Automated efficiency and optimization
Past interoperability, Databricks brings efficiency, format optimization, and governance collectively in a single system so groups don’t need to sew these capabilities collectively themselves. Databricks combines clever upkeep (Predictive Optimization), bodily format optimizations primarily based on question patterns (Automated Liquid Clustering), and cross-engine governance (Unity Catalog) in a single layer, with no handbook configuration required.

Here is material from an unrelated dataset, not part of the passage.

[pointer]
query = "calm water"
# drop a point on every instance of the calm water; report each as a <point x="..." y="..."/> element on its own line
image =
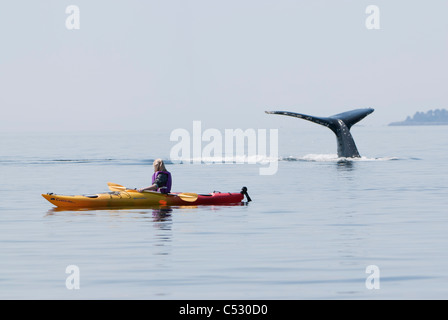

Different managed Iceberg choices require groups to handle desk upkeep, file format, and entry coverage enforcement independently. On Databricks, these capabilities are unified and computerized, eradicating a complete class of operational overhead whereas additionally preserving full knowledge portability.
Get Began with Apache Iceberg v3 on Databricks
Iceberg v3 on Databricks is Public Preview right this moment! Groups can now reap the benefits of the most effective options throughout Delta and Iceberg with out buying and selling off between efficiency and interoperability.
Iceberg v3 is out there on Databricks Runtime 18.0+ with Unity Catalog enabled.
Making a Unity Catalog managed Iceberg desk with v3 enabled is straightforward:
Making a Unity Catalog managed Delta desk with UniForm and v3 enabled is simply as easy:
Wanting forward: Iceberg v4
Iceberg v3 unifies the information layer throughout Delta and Iceberg on a performant, interoperable basis – the subsequent frontier is the metadata layer. Databricks engineers are actively driving a number of core Iceberg v4 proposals within the Apache group to make metadata easier, sooner and extra scalable. These embrace the adaptive metadata tree, which simplifies the metadata construction so that the majority operations require writing solely a single file as a substitute of a number of. Further proposals embrace relative path help for seamless desk relocation throughout environments and a modernized statistics mannequin that extends to newer knowledge sorts like VARIANT and GEOMETRY. Collectively, these developments will imply sooner ingestion, extra environment friendly question planning, and easier desk administration at enterprise scale. We’re excited to proceed advancing the Iceberg specification with the group.
Study extra at Knowledge and AI Summit
Get began with Iceberg v3 and be part of us on the upcoming Knowledge and AI Summit in San Francisco, June 15-18, 2026, to be taught extra about our Iceberg roadmap and work throughout the ecosystem.